Research bites
To mark Pride Month, this issue’s papers focus on recent research in counselling and psychotherapy with LGBTQ+ clients
Counsellors’ experiences of working with LGBQ clients
Findings from interviews with heterosexual, person-centred counsellors who work with lesbian, gay, bisexual and queer (LGBQ) clients revealed four themes – shaping and forming, ways of seeing, witnessing clients, and relationships with person-centred theory. Shaping and forming captured the learning and development experienced through working with LGBQ clients. Ways of seeing concerned frames of reference within the context of the therapeutic relationships with their clients. Witnessing clients captured the meaning gained from working with this client group, and the final theme of relationships with person-centred theory explored how theory informs therapeutic practice, including helping the participants to overcome imposition and fear.
Read more: Peacock R. Encountering sexuality difference: the experiences of person-centered counselors and psychotherapists who self-describe as heterosexual and have worked with lesbian, gay, bisexual and queer clients.
Therapy with older LGBTQ+ people of colour
Relational cultural theory (RCT) is explored in this paper as a relevant theoretical framework for counselling older LGBTQ+ adults of colour. An RCT approach addresses needs, social conditions, barriers and marginalisation experiences for older LGBTQ+ adults of colour. The relational focus on mutually fostering growth and dismantling oppression highlights both contextual and systemic factors contributing to deepened levels of disconnection for older LGBTQ+ adults of colour. RCT serves as a strength-based framework to employ in a clinical setting. As counselling practitioners continue to broaden their perspectives, implementing an RCT approach can bring forth new forms of critical thinking to emphasise interpersonal and contextual factors contributing to relational growth, equity and connection.
Read more: Chan CD et al. Counseling older LGBTQ+ adults of color: relational-cultural theory in practice.

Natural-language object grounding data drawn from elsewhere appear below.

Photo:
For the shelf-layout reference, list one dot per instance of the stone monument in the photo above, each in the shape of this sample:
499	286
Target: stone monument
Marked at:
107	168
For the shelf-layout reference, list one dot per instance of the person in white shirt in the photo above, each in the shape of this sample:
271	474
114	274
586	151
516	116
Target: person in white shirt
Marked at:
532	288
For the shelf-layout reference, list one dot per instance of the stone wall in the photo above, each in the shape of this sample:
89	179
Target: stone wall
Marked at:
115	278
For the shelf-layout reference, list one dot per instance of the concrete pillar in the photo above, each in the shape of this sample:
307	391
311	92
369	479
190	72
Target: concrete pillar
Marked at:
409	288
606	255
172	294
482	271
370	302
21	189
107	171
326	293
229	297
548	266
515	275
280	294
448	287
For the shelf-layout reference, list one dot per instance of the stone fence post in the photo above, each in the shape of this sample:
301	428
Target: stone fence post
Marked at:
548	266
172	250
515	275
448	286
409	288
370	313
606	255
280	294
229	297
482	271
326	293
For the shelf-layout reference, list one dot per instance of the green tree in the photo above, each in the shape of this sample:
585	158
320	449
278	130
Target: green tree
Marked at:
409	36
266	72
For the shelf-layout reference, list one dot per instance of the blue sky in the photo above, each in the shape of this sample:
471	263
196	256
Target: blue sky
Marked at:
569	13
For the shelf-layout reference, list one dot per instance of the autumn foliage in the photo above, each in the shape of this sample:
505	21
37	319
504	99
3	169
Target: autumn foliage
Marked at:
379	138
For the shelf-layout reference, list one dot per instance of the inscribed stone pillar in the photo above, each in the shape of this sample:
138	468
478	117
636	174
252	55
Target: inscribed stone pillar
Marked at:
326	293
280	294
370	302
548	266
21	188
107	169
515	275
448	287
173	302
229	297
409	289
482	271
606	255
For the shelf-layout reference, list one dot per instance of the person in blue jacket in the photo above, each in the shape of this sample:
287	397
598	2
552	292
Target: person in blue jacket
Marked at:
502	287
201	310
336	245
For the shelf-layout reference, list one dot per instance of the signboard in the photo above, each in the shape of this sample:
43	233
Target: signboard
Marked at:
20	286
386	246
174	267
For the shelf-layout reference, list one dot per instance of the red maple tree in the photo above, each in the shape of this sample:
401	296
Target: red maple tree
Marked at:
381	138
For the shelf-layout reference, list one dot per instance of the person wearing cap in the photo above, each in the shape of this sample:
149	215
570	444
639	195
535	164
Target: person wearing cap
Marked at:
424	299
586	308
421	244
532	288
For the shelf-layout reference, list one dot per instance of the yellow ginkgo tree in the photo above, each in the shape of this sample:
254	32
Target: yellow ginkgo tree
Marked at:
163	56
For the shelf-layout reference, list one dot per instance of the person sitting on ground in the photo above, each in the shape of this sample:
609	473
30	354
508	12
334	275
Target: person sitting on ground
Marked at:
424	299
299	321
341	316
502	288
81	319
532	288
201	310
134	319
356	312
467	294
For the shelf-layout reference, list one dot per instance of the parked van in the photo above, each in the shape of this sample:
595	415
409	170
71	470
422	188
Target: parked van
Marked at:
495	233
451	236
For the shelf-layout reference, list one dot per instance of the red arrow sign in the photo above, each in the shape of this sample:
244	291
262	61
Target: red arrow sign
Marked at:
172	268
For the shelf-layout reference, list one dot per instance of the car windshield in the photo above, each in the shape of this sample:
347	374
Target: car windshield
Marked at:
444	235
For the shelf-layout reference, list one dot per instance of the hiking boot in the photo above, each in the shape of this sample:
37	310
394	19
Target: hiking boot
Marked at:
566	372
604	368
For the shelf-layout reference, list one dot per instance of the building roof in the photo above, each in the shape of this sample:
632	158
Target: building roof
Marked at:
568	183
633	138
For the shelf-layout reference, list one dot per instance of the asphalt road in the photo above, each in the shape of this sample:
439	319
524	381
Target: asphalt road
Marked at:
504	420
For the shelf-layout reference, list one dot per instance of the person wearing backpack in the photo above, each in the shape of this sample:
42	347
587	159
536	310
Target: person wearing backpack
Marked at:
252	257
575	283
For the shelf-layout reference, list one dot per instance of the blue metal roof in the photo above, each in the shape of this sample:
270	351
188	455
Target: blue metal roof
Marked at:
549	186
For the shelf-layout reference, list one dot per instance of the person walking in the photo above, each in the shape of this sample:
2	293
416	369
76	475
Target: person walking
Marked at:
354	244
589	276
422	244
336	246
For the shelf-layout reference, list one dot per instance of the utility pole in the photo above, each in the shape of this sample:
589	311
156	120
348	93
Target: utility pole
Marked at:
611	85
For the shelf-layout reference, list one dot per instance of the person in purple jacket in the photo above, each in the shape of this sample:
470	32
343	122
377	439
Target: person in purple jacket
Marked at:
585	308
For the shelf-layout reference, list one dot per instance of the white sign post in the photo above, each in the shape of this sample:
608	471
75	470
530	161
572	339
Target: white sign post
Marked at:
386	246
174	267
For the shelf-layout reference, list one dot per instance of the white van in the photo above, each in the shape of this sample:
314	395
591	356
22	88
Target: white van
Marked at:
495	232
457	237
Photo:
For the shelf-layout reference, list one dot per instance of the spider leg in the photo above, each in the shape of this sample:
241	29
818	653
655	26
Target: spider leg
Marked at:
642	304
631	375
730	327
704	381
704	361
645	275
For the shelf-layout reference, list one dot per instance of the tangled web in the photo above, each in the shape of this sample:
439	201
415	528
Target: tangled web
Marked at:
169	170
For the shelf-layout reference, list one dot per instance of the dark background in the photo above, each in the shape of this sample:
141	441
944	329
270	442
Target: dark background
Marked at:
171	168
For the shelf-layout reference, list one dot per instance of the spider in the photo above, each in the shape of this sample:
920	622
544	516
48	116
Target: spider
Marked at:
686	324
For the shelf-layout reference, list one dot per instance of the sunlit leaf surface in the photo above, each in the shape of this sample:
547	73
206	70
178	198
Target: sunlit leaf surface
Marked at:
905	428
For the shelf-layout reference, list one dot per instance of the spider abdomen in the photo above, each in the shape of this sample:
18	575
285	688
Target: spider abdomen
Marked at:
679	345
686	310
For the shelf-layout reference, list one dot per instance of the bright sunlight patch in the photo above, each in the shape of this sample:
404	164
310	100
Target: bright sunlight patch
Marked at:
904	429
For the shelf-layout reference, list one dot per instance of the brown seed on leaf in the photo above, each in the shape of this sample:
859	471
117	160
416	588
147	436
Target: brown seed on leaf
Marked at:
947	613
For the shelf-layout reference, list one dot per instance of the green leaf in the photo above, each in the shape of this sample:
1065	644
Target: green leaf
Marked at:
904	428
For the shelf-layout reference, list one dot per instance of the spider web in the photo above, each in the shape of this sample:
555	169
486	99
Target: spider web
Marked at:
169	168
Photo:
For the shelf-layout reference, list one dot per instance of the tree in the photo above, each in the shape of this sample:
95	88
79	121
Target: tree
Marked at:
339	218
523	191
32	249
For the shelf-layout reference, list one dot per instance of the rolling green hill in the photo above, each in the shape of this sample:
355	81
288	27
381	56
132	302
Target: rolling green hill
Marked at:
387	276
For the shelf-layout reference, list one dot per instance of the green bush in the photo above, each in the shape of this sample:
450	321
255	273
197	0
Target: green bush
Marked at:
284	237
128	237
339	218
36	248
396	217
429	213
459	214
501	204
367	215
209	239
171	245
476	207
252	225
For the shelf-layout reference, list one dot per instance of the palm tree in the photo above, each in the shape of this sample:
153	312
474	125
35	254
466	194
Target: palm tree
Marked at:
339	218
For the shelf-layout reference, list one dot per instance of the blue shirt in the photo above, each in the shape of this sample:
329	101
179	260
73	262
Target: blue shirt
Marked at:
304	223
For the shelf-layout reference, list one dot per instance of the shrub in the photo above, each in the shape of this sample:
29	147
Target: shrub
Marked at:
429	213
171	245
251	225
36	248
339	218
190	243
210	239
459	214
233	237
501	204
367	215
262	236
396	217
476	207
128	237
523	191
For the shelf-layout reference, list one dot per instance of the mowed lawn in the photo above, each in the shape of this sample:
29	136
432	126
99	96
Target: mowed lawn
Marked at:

Gay men’s experience of unhelpful therapy
This study explores through interviews how unhelpful incidents in talking therapies are experienced by gay men in relation to their sexual orientation. Unhelpful experiences of gay men created a sense of disconnection from their therapists, following a therapeutic experience that they felt did not acknowledge or embrace their gay identity. These experiences impacted their lives outside therapy and had a significant and lasting effect, although all participants described a sense of managing to move on to some extent. This research emphasises the harm that prejudice and discrimination in talking therapy can cause, whether intentional or not.
Read more: Televantos M and Maise Strauss S. ‘I wasn’t feeling like I belonged in my skin’: How self-identified gay men in the UK experience unhelpful incidents in talking therapy.
In the spotlight
‘Although the psychoanalytic profession has become more inclusive over time, the overall picture remained mixed’
Dr Wayne Full is Head of Projects at the British Psychotherapy Foundation but was previously a Senior Research Fellow at BACP, leading on research linked to equality, diversity and inclusion. He has a PhD in Psychoanalytic Studies from the UCL Psychoanalysis Unit, specialising in psychoanalytic thinking on same-sex desire.
Tell us about your research
My PhD research was completed in 2021 and employed a mixed-methods approach. It explored how UK psychoanalytic therapists working today understood and thought about same-sex desire both theoretically and clinically, and how the role of institutional psychoanalytic training shaped the views and practice of UK psychoanalytic psychotherapists working with LGBTQ+ clients.
What motivated you to undertake this research?
As an openly gay man wanting to train and practise as a psychoanalytic psychotherapist I had been deeply troubled that psychoanalytic theory and practice had historically pathologised same-sex desire, and that psychoanalytic institutes had excluded LGBTQ+ individuals from training as therapists in the past. Although the psychoanalytic profession has become more inclusive over time, the overall picture remained mixed. The subject was ripe for empirical investigation and further reappraisal, and so I embarked on my PhD.
What did your research show?
My research found that psychoanalytic therapists may benefit from being better acquainted with the wider cultural and scientific evidence about sexual orientation. UK psychodynamic training organisations must continue their efforts to create a learning and professional environment that is non-discriminatory to LGBTQ+ individuals. This may involve a broadening of the psychodynamic curriculum on sexuality and further institutional reforms.
• In each issue a practitioner, postgraduate student or academic will tell us about how their research may inform therapeutic practice.